The UK National Cyber Security Centre (NCSC) and Microsoft warn that the Russian state-backed actor “Callisto Group” (aka “Seaborgium” or “Star Blizzard”) is targeting organizations worldwide with spear-phishing campaigns used to steal account credentials and data.
Callisto is an advanced persistent threat actor (APT) that has been active since late 2015 and has been attributed to Russia’s ‘Centre 18’ division of the Federal Security Service (FSB)
Last year, Microsoft’s threat analysts disrupted a group’s attack targeting various European NATO countries by deactivating the threat actor’s Microsoft accounts used for surveillance and email collection. Microsoft also reported 69 domains associated with their phishing campaigns to shut down the sites.
In January this year, NCSC warned about Callisto’s attacks, underlining the group’s open-source intelligence (OSINT) and social engineering skills.
Today, the United Kingdom officially attributed attacks to Callisto that led to the leaking of UK-US trade documents, the 2018 hack of the UK think tank Institute for Statecraft, and more recently, the hack on StateCraft’s founder Christopher Donnelly.
In addition, the UK says the group is behind credential and data theft attacks against parliamentarians from multiple political parties, universities, journalists, the public sector, non-government organizations, and other civil society organizations.
“The Foreign, Commonwealth and Development Office has also summoned the Russian Ambassador to express the UK’s deep concern about Russia’s sustained attempts to use cyber to interfere in political and democratic processes in the UK and beyond,” reads a press statement from UK.
Callisto’s latest tactics
In a bulletin published today, the UK’s NCSC says Callisto remains focused on launching spear-phishing attacks targeting the country’s governmental organizations, think tanks, politicians, defense-industrial units, and various NGOs.

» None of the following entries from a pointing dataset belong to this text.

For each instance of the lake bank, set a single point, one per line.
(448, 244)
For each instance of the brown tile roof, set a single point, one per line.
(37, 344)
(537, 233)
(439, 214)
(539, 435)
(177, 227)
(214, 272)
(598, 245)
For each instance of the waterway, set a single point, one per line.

“This advisory raises awareness of the spear-phishing techniques Star Blizzard uses to target individuals and organisations. This activity is continuing through 2023,” warns the NCSC.
The attackers source key information from social media platforms like LinkedIn and then approach their targets by emailing personal addresses that are less likely to be monitored by enterprise security software.

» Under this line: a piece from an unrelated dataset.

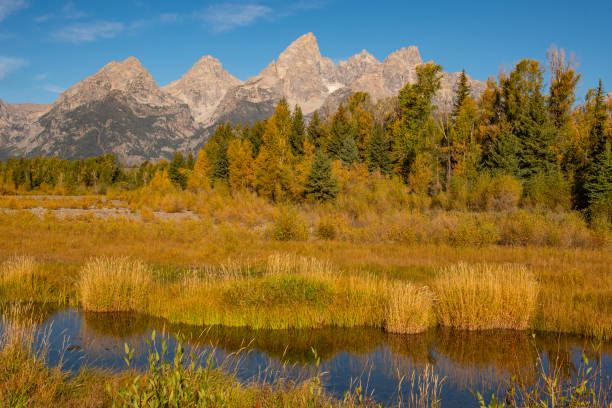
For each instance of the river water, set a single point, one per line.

After building rapport with the target over time, Callisto sends a malicious link embedded in a PDF document hosted on Google Drive or OneDrive, which takes the target to a phishing site.
The phishing sites, hosted on illegitimate domains, target Microsoft, Yahoo, and other emailing platforms and are often protected by a CAPTCHA to filter out bots and give a sense of extra legitimacy.

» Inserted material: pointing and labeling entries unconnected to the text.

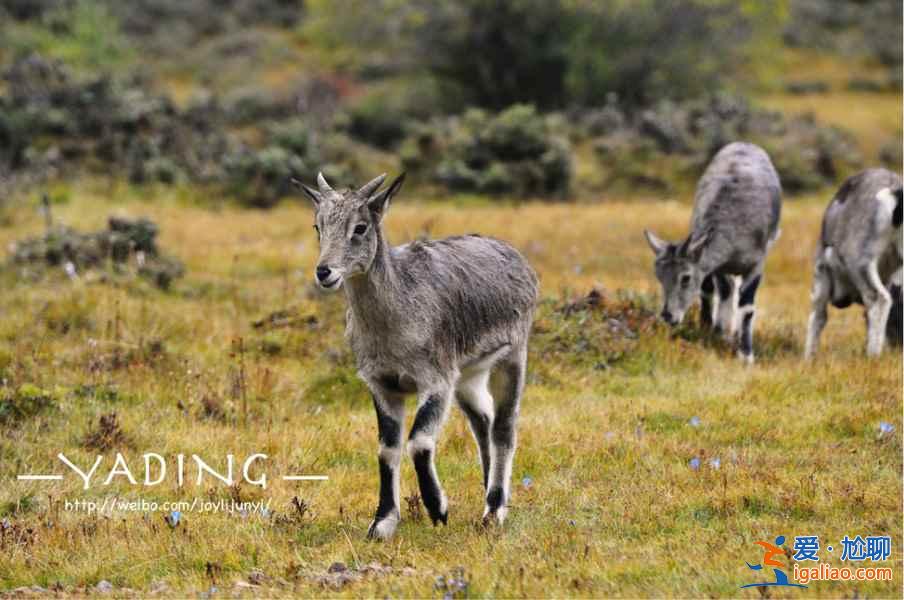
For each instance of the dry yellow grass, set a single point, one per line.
(612, 507)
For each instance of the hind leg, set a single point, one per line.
(508, 386)
(728, 302)
(707, 295)
(746, 313)
(878, 302)
(433, 406)
(473, 396)
(819, 299)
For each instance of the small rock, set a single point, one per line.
(257, 577)
(337, 567)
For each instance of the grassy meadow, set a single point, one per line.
(606, 499)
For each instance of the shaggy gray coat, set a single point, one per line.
(735, 221)
(858, 257)
(440, 319)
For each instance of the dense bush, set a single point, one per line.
(550, 54)
(48, 115)
(675, 141)
(870, 27)
(516, 151)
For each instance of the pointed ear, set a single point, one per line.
(693, 247)
(658, 246)
(379, 203)
(310, 192)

The phishing operation is backed by the open-source EvilGinx proxy attack framework that steals both user credentials and session cookies. This allows Callisto to bypass two-factor authentication when logging in with the stolen credentials.
Next, the attackers use the stolen information to access the victim’s email account, analyze their inbox, and set up forwarding rules that give them ongoing access to the victim’s future communications.
At this final stage, Callisto operators identify and engage in any lateral phishing opportunities, using their access to the victim’s inbox to hit other key targets.
Microsoft has also published a report today highlighting the following new techniques, tactics, and procedures adopted by the threat actor after April 2023:
- Use of server-side scripts that block automated scanning of the malicious infrastructure.
- Use of email marketing platform services like HubSpot and MailerLite to mask true email addresses.
- Use of DNS provider to mask the IP addresses of the VPS infrastructure.
- Use of domain generation algorithm (DGA) for better evasion and resistance to blocks.
Defending against the Callisto threat and any spear-phishing attack requires a multi-faceted approach, including using phishing-resistant MFA methods like hardware keys, implementing strict conditional access policies, and monitoring for abnormal activity.
Sanctioned by the US and UK
An international law enforcement consisting of agencies from the UK, US, Australia, Canada, and New Zealand has identified two members of the Callisto hacking group.
Those are Aleksandrovich Peretuatko, believed to be an FBS Center 18 intelligence officer, and Andrey Stanislavovich Korinets, aka “Alexey Doguzhiev.”
The two are considered directly responsible for Callisto operations targeting multiple UK organizations, some resulting in unauthorized access and exfiltration of sensitive data.
As part of today’s announcement, both the UK and the US have sanctioned the two members for attempting to undermine the UK’s democratic process. The US Department of Justice has also indicted the members for “malign influence operations designed to influence the U.K.’s 2019 Elections.”
“The United Kingdom has sanctioned two individuals for engaging in spear phishing operations with the intention to use information obtained to undermine UK democratic processes,” reads a press statement from the US Department of the Treasury.
“The United States, in support of and in solidarity with the United Kingdom, has also taken action against the same individuals, identifying their connection to the FSB unit and its activity that has targeted US critical government networks.”
The US government’s Rewards for Justice program also offers a $10 million reward for information on Callisto’s group members and their activities.